The Minnesota State Board of Investment adopted a climate roadmap at its meeting Tuesday.

“We will invest over a billion dollars in energy transition solutions over the next five years, we’ll expand our proxy voting power and we’ll enhance our direct company engagement efforts,” said SBI Executive Director Jill Schurtz. “And it’s those three activities that we think fit squarely within our mission and fiduciary duty.”

The board manages $142 billion in state funds, including more than $90 billion in public employee pension plans. It has periodically faced public pressure to manage those funds in ways that promote social movements. That includes the recent call for divestment from Israel, which protesters made again at Tuesday’s meeting.

The climate roadmap plan is the result of several years of research and analysis of the potential impact of climate change. Schurtz said the board considered several options to match investments with the state’s climate priorities, ultimately rejecting a net zero approach that would divest state funds from fossil fuel companies.

Schurtz said by investing in fossil fuel companies, the state can influence their actions.
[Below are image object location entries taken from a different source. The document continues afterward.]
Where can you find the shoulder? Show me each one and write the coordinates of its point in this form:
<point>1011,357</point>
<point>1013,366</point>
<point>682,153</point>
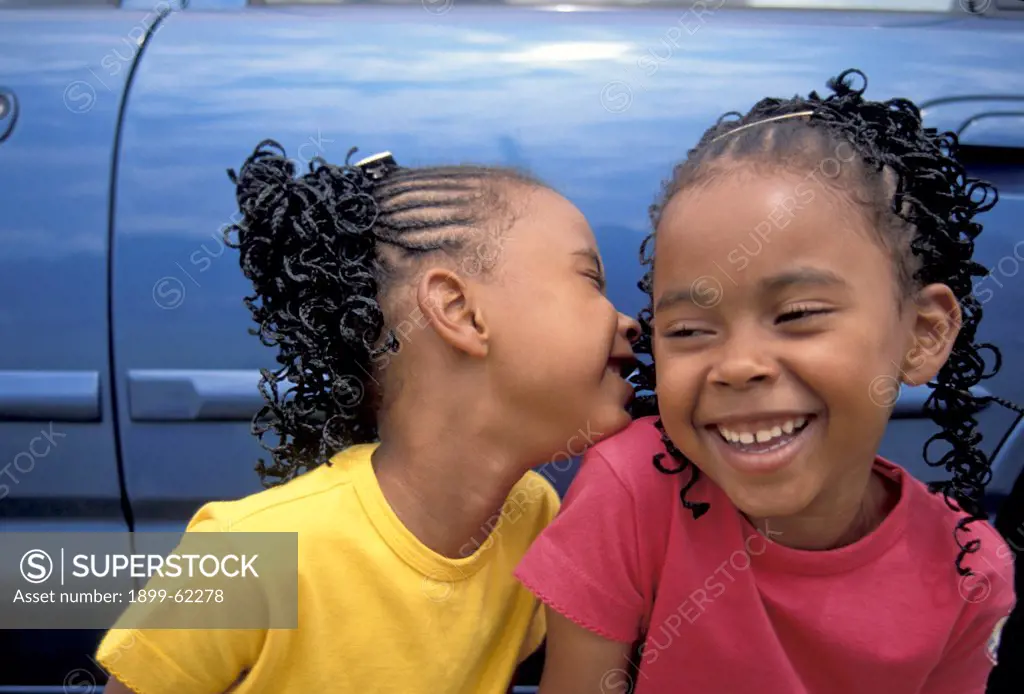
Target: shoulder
<point>986,594</point>
<point>626,462</point>
<point>535,497</point>
<point>935,523</point>
<point>289,507</point>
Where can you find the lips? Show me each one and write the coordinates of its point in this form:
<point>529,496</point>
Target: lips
<point>762,445</point>
<point>765,435</point>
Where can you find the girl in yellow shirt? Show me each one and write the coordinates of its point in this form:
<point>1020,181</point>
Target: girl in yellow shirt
<point>441,332</point>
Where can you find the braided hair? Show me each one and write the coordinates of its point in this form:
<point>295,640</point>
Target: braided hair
<point>923,206</point>
<point>322,250</point>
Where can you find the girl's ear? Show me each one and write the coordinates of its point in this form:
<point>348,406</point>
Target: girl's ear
<point>937,321</point>
<point>450,306</point>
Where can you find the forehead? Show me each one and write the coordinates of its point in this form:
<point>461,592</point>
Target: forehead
<point>547,223</point>
<point>747,225</point>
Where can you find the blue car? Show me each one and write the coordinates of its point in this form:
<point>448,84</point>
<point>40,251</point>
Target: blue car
<point>127,374</point>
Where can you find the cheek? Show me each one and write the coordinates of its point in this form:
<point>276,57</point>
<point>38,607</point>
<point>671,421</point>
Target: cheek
<point>853,369</point>
<point>678,386</point>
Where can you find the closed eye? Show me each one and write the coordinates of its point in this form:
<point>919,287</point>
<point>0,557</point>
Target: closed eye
<point>684,332</point>
<point>597,278</point>
<point>801,313</point>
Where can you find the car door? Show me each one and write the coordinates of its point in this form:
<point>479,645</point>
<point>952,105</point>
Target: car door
<point>62,74</point>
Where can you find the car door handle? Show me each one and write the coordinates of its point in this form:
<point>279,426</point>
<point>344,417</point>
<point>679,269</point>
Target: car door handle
<point>993,130</point>
<point>195,395</point>
<point>49,396</point>
<point>198,395</point>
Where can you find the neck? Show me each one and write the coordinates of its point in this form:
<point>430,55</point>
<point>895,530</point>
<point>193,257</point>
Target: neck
<point>834,520</point>
<point>445,482</point>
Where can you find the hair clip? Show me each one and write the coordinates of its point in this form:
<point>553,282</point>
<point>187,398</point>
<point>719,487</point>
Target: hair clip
<point>799,114</point>
<point>377,166</point>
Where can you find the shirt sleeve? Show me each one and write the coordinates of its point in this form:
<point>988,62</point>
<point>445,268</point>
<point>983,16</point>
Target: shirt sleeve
<point>972,652</point>
<point>175,660</point>
<point>586,565</point>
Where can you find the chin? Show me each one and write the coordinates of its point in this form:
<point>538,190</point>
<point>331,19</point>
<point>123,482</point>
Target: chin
<point>771,501</point>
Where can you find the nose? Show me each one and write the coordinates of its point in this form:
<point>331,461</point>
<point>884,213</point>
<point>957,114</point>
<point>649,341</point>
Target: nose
<point>629,328</point>
<point>743,363</point>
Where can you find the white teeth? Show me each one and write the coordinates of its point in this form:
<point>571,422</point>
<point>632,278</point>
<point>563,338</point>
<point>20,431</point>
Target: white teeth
<point>762,435</point>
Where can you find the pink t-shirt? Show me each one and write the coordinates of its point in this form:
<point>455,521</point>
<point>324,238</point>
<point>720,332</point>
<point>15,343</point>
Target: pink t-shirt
<point>725,610</point>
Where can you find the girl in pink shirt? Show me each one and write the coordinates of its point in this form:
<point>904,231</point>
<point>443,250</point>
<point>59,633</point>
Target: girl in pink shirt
<point>807,259</point>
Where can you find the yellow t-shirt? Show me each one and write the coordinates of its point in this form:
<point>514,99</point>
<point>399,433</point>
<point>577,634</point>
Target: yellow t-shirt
<point>378,610</point>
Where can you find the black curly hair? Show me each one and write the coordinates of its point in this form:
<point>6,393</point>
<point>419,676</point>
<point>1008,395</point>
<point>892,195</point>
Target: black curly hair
<point>923,204</point>
<point>322,251</point>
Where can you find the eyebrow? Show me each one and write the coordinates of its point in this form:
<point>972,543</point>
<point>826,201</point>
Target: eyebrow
<point>799,276</point>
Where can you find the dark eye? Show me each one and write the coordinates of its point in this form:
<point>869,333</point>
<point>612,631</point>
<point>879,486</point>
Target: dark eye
<point>683,332</point>
<point>800,313</point>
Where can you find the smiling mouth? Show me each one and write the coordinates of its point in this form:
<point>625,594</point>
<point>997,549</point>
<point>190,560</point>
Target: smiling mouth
<point>765,437</point>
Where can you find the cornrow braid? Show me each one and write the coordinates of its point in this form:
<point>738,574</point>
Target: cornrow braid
<point>322,251</point>
<point>924,206</point>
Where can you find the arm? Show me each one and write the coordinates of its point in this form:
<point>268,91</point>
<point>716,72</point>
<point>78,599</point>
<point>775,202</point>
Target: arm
<point>580,661</point>
<point>595,568</point>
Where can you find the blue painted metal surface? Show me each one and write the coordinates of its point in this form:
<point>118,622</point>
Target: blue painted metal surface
<point>601,104</point>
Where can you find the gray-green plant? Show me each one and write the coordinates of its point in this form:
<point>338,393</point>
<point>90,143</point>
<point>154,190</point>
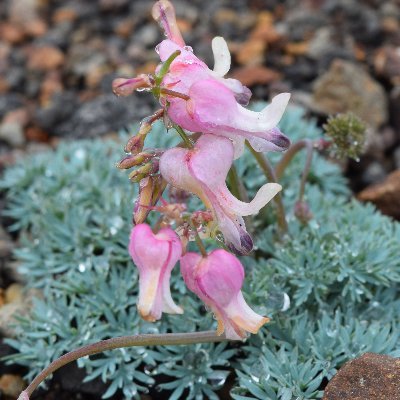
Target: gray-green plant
<point>341,270</point>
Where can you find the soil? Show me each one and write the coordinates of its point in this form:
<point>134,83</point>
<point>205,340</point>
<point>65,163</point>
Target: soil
<point>58,59</point>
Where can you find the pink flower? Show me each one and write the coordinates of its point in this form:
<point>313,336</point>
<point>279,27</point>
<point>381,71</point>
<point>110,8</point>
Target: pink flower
<point>155,255</point>
<point>217,280</point>
<point>215,104</point>
<point>202,171</point>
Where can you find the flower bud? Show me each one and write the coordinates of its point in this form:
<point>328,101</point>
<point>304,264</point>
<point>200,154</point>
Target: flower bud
<point>155,255</point>
<point>144,171</point>
<point>134,160</point>
<point>135,144</point>
<point>125,87</point>
<point>217,279</point>
<point>145,200</point>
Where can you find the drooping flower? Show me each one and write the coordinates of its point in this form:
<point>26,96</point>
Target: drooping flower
<point>203,171</point>
<point>217,279</point>
<point>215,104</point>
<point>155,255</point>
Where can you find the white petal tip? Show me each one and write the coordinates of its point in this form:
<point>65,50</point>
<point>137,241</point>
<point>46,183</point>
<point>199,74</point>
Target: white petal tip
<point>222,56</point>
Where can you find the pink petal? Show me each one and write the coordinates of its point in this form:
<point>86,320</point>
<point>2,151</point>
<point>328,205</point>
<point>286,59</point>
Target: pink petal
<point>217,280</point>
<point>219,152</point>
<point>155,256</point>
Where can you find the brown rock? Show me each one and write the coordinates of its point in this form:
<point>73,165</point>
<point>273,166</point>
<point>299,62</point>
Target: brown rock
<point>387,63</point>
<point>12,33</point>
<point>225,16</point>
<point>12,127</point>
<point>251,52</point>
<point>45,58</point>
<point>125,28</point>
<point>369,377</point>
<point>51,85</point>
<point>256,75</point>
<point>11,385</point>
<point>36,28</point>
<point>36,134</point>
<point>265,29</point>
<point>348,87</point>
<point>65,14</point>
<point>297,48</point>
<point>385,195</point>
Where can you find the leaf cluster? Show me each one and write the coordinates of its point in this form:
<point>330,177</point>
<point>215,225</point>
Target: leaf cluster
<point>72,212</point>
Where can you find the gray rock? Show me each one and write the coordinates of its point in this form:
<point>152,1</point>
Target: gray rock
<point>348,87</point>
<point>12,133</point>
<point>62,107</point>
<point>103,115</point>
<point>8,102</point>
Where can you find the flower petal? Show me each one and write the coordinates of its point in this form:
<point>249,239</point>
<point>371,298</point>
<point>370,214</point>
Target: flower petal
<point>155,256</point>
<point>164,13</point>
<point>222,56</point>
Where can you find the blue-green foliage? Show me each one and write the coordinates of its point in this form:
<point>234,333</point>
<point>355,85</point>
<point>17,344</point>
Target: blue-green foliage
<point>341,271</point>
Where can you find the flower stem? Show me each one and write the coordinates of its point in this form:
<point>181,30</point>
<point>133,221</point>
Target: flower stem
<point>198,240</point>
<point>271,176</point>
<point>166,339</point>
<point>288,157</point>
<point>184,137</point>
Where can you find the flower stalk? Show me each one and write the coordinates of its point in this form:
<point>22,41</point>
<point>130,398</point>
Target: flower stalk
<point>288,157</point>
<point>165,339</point>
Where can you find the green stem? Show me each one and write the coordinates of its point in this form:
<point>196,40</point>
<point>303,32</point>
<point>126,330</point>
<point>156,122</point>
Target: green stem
<point>166,339</point>
<point>236,185</point>
<point>182,134</point>
<point>270,175</point>
<point>198,240</point>
<point>306,171</point>
<point>165,67</point>
<point>288,157</point>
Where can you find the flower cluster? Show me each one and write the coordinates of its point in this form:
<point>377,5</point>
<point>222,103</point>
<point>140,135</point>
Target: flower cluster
<point>207,110</point>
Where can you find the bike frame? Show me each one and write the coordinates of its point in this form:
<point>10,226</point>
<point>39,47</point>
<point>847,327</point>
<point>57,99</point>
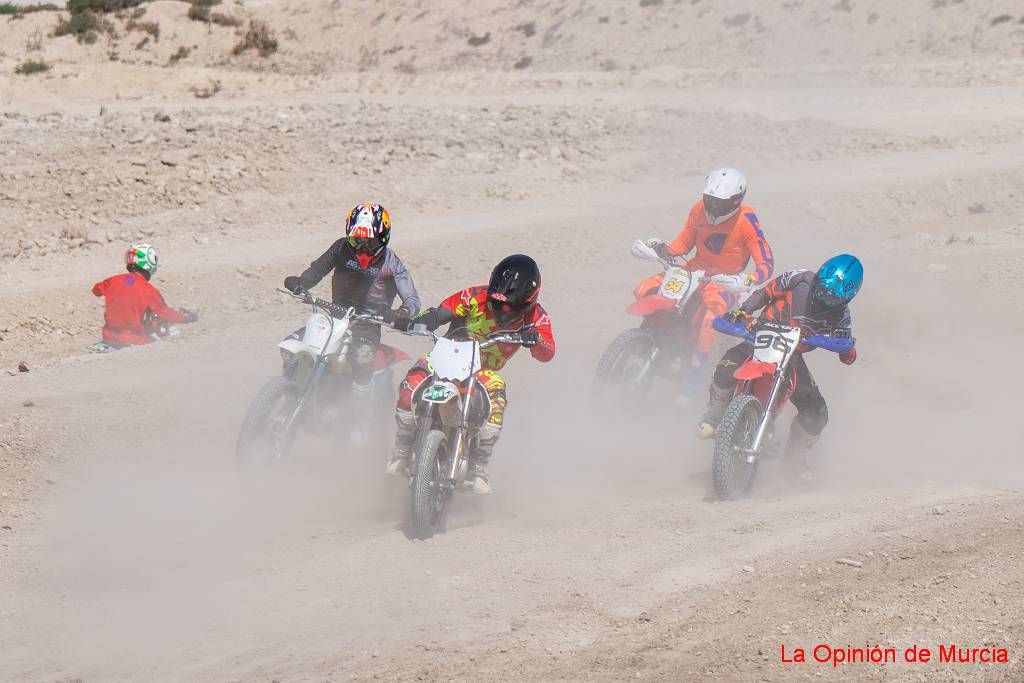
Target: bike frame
<point>461,432</point>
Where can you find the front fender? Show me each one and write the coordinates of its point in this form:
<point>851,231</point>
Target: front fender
<point>753,370</point>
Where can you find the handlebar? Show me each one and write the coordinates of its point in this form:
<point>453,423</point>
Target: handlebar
<point>337,310</point>
<point>497,338</point>
<point>835,344</point>
<point>827,342</point>
<point>727,327</point>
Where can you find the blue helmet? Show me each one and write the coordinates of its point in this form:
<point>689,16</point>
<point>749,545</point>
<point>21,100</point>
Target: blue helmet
<point>839,281</point>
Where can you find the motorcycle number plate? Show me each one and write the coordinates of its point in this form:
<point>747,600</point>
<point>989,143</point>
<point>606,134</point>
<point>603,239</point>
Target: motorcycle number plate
<point>438,393</point>
<point>775,343</point>
<point>317,331</point>
<point>676,284</point>
<point>455,360</point>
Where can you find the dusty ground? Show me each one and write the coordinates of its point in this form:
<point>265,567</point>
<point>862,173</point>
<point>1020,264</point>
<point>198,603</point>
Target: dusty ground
<point>129,550</point>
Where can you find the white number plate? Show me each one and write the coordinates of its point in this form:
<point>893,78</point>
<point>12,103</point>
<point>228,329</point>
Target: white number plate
<point>775,343</point>
<point>676,284</point>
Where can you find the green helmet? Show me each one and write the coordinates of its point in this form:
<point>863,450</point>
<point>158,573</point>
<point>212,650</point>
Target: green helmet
<point>142,256</point>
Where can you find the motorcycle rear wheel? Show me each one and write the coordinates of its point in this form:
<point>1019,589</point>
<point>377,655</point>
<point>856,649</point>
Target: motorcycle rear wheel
<point>429,500</point>
<point>731,473</point>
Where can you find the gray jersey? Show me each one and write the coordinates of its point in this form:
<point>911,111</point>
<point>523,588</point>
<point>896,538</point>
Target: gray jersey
<point>370,289</point>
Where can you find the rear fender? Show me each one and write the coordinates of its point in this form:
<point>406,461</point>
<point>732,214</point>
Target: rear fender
<point>299,347</point>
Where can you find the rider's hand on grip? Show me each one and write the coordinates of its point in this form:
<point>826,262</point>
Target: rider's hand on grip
<point>736,315</point>
<point>658,248</point>
<point>400,319</point>
<point>529,337</point>
<point>293,284</point>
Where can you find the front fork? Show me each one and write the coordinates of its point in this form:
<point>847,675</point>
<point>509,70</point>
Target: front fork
<point>648,364</point>
<point>766,418</point>
<point>288,431</point>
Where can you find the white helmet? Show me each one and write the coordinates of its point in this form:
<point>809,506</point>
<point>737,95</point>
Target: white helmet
<point>724,191</point>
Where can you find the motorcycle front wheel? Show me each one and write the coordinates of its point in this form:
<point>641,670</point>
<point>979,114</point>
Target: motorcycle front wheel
<point>731,472</point>
<point>260,437</point>
<point>626,366</point>
<point>429,504</point>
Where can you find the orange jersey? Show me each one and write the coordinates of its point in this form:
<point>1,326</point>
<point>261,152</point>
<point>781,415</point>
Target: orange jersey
<point>726,248</point>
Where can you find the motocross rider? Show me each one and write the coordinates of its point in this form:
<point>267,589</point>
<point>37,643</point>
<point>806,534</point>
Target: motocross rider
<point>507,303</point>
<point>726,233</point>
<point>132,301</point>
<point>368,275</point>
<point>818,303</point>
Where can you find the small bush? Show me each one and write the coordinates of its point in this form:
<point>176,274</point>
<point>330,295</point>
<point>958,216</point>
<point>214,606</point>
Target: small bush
<point>179,55</point>
<point>199,13</point>
<point>225,19</point>
<point>27,68</point>
<point>259,37</point>
<point>84,26</point>
<point>207,92</point>
<point>151,28</point>
<point>34,42</point>
<point>102,6</point>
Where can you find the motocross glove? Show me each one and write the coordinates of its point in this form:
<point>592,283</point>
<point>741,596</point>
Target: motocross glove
<point>659,248</point>
<point>529,337</point>
<point>736,315</point>
<point>293,284</point>
<point>433,318</point>
<point>400,319</point>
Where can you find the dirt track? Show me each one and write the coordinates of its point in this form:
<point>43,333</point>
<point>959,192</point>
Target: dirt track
<point>130,550</point>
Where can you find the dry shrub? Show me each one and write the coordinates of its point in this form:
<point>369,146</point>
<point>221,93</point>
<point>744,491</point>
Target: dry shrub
<point>259,37</point>
<point>85,26</point>
<point>32,67</point>
<point>225,19</point>
<point>151,28</point>
<point>179,55</point>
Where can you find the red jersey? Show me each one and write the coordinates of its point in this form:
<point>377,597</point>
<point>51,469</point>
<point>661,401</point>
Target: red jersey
<point>478,321</point>
<point>129,296</point>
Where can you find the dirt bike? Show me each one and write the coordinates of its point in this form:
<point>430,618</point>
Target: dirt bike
<point>450,406</point>
<point>672,313</point>
<point>766,381</point>
<point>313,385</point>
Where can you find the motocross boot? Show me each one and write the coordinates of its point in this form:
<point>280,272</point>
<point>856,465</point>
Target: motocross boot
<point>397,464</point>
<point>718,400</point>
<point>798,449</point>
<point>485,440</point>
<point>692,379</point>
<point>359,397</point>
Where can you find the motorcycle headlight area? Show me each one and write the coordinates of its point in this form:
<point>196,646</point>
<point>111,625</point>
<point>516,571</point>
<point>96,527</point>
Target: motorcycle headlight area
<point>317,331</point>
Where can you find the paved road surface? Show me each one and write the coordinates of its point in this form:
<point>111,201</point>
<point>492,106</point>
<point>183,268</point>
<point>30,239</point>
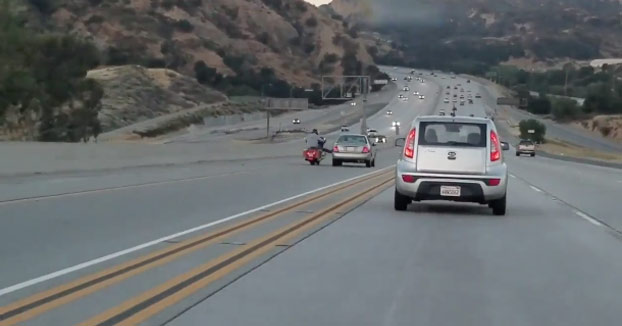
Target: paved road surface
<point>555,259</point>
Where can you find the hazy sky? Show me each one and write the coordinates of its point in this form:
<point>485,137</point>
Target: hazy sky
<point>318,2</point>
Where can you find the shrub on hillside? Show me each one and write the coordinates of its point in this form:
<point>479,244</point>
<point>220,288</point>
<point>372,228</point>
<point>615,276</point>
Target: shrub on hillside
<point>566,109</point>
<point>539,105</point>
<point>311,22</point>
<point>539,130</point>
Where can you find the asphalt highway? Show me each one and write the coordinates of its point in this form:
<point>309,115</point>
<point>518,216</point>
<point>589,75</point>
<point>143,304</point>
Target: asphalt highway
<point>275,241</point>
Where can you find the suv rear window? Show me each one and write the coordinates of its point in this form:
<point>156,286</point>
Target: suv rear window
<point>352,140</point>
<point>452,134</point>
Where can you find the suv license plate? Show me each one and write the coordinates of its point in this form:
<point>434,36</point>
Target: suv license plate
<point>450,191</point>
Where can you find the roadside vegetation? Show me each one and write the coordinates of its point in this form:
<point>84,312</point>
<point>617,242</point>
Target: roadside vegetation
<point>533,130</point>
<point>45,94</point>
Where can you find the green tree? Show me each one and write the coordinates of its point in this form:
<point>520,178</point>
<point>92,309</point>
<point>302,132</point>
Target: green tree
<point>539,105</point>
<point>538,128</point>
<point>565,109</point>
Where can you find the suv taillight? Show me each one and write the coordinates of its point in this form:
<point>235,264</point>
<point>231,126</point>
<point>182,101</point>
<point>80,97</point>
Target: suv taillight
<point>409,147</point>
<point>495,147</point>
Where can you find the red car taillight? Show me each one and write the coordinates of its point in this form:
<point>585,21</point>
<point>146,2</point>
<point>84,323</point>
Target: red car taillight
<point>495,147</point>
<point>409,147</point>
<point>494,182</point>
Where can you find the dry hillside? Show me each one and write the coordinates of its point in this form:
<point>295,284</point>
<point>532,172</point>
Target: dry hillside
<point>289,36</point>
<point>133,93</point>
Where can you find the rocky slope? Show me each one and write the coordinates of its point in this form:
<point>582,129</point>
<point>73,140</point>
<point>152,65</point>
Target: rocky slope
<point>133,93</point>
<point>291,37</point>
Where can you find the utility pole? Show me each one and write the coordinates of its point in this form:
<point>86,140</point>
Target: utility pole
<point>265,105</point>
<point>364,114</point>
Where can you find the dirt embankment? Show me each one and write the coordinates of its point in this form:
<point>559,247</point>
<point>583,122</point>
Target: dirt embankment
<point>609,126</point>
<point>133,94</point>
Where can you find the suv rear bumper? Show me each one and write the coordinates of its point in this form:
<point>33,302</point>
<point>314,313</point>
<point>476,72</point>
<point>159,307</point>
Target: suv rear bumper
<point>352,157</point>
<point>474,188</point>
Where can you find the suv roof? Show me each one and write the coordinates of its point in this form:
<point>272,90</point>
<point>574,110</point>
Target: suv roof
<point>463,119</point>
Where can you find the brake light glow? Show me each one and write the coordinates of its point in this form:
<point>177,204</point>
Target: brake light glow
<point>409,147</point>
<point>494,182</point>
<point>408,178</point>
<point>495,147</point>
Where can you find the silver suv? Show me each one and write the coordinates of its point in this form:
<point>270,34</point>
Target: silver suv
<point>452,158</point>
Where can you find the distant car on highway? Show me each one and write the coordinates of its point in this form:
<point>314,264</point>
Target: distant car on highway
<point>354,148</point>
<point>379,139</point>
<point>371,131</point>
<point>451,158</point>
<point>526,147</point>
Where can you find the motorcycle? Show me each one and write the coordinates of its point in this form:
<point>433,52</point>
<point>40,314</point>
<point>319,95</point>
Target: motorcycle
<point>314,155</point>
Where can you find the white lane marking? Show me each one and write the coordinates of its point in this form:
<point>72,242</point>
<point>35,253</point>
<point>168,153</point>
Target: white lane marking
<point>151,243</point>
<point>535,188</point>
<point>588,218</point>
<point>94,191</point>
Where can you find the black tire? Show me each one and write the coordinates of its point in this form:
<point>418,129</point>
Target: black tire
<point>498,206</point>
<point>400,202</point>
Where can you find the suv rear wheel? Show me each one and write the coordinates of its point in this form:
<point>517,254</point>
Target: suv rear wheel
<point>498,206</point>
<point>400,202</point>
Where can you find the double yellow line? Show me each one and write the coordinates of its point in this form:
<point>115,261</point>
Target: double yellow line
<point>173,290</point>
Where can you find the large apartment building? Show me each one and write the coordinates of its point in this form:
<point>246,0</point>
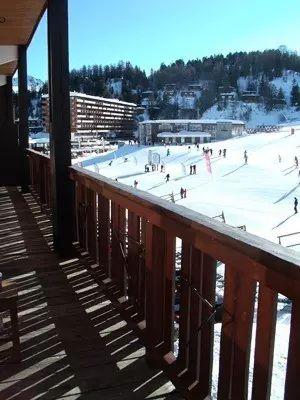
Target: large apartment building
<point>153,130</point>
<point>92,115</point>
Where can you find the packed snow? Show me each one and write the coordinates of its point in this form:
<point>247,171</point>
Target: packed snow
<point>259,195</point>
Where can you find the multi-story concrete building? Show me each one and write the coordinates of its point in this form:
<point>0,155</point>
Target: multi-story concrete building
<point>92,115</point>
<point>217,129</point>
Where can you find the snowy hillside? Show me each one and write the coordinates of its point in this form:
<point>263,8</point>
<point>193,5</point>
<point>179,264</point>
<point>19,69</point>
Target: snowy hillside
<point>256,114</point>
<point>253,114</point>
<point>34,84</point>
<point>259,195</point>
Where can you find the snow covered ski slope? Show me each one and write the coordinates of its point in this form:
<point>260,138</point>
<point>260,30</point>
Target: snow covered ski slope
<point>259,195</point>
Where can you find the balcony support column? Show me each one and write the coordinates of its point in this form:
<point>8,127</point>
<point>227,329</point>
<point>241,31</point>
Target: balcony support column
<point>23,119</point>
<point>9,160</point>
<point>60,129</point>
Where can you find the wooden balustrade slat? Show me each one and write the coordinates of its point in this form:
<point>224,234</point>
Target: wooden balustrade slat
<point>236,340</point>
<point>184,308</point>
<point>118,243</point>
<point>160,246</point>
<point>133,257</point>
<point>264,343</point>
<point>169,278</point>
<point>209,268</point>
<point>155,238</point>
<point>195,318</point>
<point>81,214</point>
<point>104,234</point>
<point>227,334</point>
<point>292,385</point>
<point>91,224</point>
<point>142,274</point>
<point>249,261</point>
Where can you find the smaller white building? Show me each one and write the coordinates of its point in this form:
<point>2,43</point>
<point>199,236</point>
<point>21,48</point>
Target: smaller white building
<point>184,137</point>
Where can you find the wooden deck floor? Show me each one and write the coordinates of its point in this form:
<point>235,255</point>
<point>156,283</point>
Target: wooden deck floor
<point>74,343</point>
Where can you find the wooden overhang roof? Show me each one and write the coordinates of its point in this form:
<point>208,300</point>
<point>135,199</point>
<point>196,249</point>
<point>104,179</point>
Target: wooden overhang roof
<point>18,22</point>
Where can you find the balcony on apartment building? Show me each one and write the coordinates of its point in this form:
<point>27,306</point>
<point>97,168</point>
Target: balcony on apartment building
<point>117,294</point>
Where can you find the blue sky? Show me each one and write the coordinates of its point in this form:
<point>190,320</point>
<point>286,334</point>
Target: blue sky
<point>150,32</point>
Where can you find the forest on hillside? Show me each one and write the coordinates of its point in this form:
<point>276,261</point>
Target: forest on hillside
<point>260,67</point>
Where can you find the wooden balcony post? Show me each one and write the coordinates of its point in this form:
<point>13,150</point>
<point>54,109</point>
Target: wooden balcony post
<point>9,160</point>
<point>23,118</point>
<point>60,130</point>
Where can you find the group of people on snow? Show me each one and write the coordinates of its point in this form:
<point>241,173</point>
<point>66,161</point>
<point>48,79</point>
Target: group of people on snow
<point>193,169</point>
<point>183,193</point>
<point>224,152</point>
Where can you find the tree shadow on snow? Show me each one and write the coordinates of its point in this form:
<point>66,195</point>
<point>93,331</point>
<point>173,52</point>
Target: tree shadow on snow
<point>287,194</point>
<point>231,172</point>
<point>282,222</point>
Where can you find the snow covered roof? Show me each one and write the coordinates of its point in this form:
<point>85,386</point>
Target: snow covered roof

One example of that investor activism is pushing oil companies to reduce flaring of natural gas from oil wells, she said.

Gov. Tim Walz chairs the board, and the members include the state auditor, secretary of state and attorney general.

Walz said balanced investing is the key to ensuring public employees’ retirement funds are protected. That means maintaining investments in traditional energy companies while expanding clean energy investments.

“If there is a proven technology that is working, we should be able to invest in those. And I think you do it in a measured manner,” Walz said. “It’s not all eggs in one basket, but it’s clearly showing that we are moving in that direction.”

Over the next five years, Schurtz said the board will invest about $200 million per year in energy transition industries.

“In order to get where the world needs to get to reach its climate goals, there will have to be tremendous investments made in many things, but most notably the power sector,” she said. “Seventy percent of the required investments will likely be found there.”

Another area of investment might be so-called “brown to green” industries. Those are industries that contribute to climate warming gas emissions, but can adapt their operations to reduce those emissions.

While the climate roadmap is a five-year plan, Schurtz said the board will reevaluate the rapidly changing energy industry each year and adjust the plan as necessary.

“It’s doing right by the people who depend on this money. And it doesn’t matter what the vector is, it could be climate, it could be something else,” Secretary of State Steve Simon said at Tuesday’s meeting. “This is just common sense by another name. You gotta look out beyond the end of your nose to a year or two years or 10 years or 20 years or 30 years, and look at what the risks are.”